This is an article that I tried to reimplement and confirm the non-negative matrix factorization (NMF) that I understood about a year ago. Support Vector Machine (SVM) and recently Deep Learning are popular, but I would like to introduce that there is also such a method ... I implemented it in C ++ and Python 2.7 for the first time in a while.
[Updated on 2020/02/05]
I created a mock for real-time sound source separation using NMF. Here
[Updated on March 23, 2018]
Some texts have been revised. In addition, I implemented it in Julia, so I posted the link there.

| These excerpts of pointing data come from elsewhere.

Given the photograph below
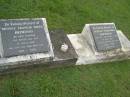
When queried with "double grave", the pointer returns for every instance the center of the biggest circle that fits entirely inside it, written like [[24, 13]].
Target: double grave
[[100, 42]]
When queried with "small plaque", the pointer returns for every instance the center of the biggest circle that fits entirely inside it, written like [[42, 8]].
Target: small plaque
[[23, 36], [105, 37]]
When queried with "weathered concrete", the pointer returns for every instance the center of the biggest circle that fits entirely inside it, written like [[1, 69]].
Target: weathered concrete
[[87, 56]]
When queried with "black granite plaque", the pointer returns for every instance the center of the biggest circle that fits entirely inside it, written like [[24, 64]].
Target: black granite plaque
[[23, 36], [105, 37]]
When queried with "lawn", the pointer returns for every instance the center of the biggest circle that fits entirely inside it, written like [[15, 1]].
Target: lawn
[[97, 80]]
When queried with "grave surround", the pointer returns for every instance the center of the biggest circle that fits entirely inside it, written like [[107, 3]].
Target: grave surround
[[22, 37]]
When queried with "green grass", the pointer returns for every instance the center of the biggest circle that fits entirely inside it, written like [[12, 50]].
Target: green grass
[[99, 80]]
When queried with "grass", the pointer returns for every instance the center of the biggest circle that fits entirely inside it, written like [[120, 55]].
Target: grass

Mac OS X 10.11.6 Elcapitan
Python 2.7.11 (I have to upgrade to 3 system soon ...)
numpy 1.11.1
cmake 3.6.2
NMF is an algorithm that approximates the nonnegative (> = 0) matrix V by the product of the other two nonnegative matrices W and H. This algorithm itself is used as a feature extraction, natural language processing, and clustering method.
Also, due to its non-negative value, there is also one that uses the power spectrum in acoustic signal processing, and it is also used to find the pronunciation time of the timbre of a specific musical instrument from the spectrogram.
The NMF formula for the matrix under i * j is
k \in R \\
V \approx WH\\
V \in R^{i \times j}\\
W \in R^{i \times k} \qquad H \in R^{k \times j}
It becomes.
Since the contents of the input matrix V are known, but the contents of W and H are unknown, NMF minimizes the distance between V and WH.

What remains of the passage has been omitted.